For most people, telemedicine is something equitable to having a video chat checkup with their doctor. While this view of telemedicine is not wrong, it only accounts for a small branch of this innovative field; namely teleconsultations and office-based telemedicine. Telepsychology, teledermatology, teleradiology and many other fields of medicine that have gone remote through the use of ICT have been making use of teleconsultations with great success for many years now.
Other branches of telemedicine have been developing alongside teleconsultation, such as telepathology and telepharmacology. In telepathology, at-home lab tests are conducted on the patient with the results being sent to their doctor, who can then remotely draw up a treatment plan and teleconsult with the patient to monitor success.
Telepharmacology works hand in hand with telepathology in the sense that medicines are dispensed remotely and sent to the patient at home. Pharmacies of the future will essentially be operated online with no need for unnecessary points of contact between the patient and the pharmacist.
In general, telemedicine can be divided into the following categories which apply to all spheres of medicine:
- Teleconsultation as described above.
- Telesupervision (or telemonitoring) is the use of ICT to supervise or monitor patients from a distance. Other technology has been developed that makes valuable contributions to telemonitoring, such as epileptic and diabetic-monitoring wrist wearables and other technological accessories that monitor body states and functions.
- Tele-interpretation is the use of ICT to get medical test results remotely interpreted by experts.
Current areas of research in telemedicine are focusing on generating specific computerized tests that work hand-in-hand with bio-accessories to diagnose diseases, such as cancer and Alzheimer’s disease.
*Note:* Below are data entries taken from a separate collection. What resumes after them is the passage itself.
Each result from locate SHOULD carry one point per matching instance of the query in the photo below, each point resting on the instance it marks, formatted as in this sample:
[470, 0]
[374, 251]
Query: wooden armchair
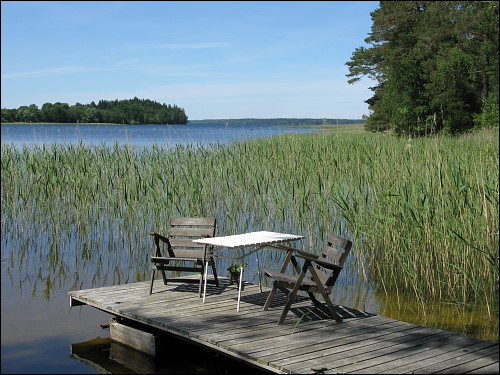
[181, 253]
[322, 272]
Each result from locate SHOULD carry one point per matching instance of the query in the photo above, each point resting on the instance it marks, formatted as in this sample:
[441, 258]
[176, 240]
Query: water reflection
[50, 247]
Similar advances are being made in using better technology to implement real-time interventions that could save lives, such as technology that senses when a person is about to have a seizure or an anxiety attack and that is capable of instituting a timely solution until human help can arrive.
History of Telemedicine
The idea of telemedicine was first documented in 1879 (very shortly after the invention of the first telephones), when the Lancet published an article that promoted the concept of telephonic doctor consultations as a means to reduce unnecessary checkups.
In 1925, the cover of Science and Invention magazine displayed a patient being treated by a doctor through the use of a radio. Within the magazine, there was additionally a write-up about a device (that had yet to be invented) which could monitor the patient from a distance and allow for a video examination. The first television was subsequently invented in 1927, bringing remote viewing into the sphere of possibilities for the first time in documented history.
By 1958, NASA had already started to perfect telemonitoring technology during Project Mercury, in which the tech was used to survey the health of astronauts orbiting the Earth.
In spite of telemedicine being used by various military forces and NASA since the 60’s, it was only since the 90’s that basic telemedicine started to make its way to members of the general public. Since that time, advances in technology have evolved telemedicine into what it is today.
Preliminary studies suggest that telemedicine improves patient outcomes, reduces the amount of time a patient spends in a clinical setting, is more convenient for all parties involved and overall has a positive net result on patient satisfaction.
Additional benefits of telemedicine include:
- Saving of transport costs and time, as well as reducing travel-related pollution.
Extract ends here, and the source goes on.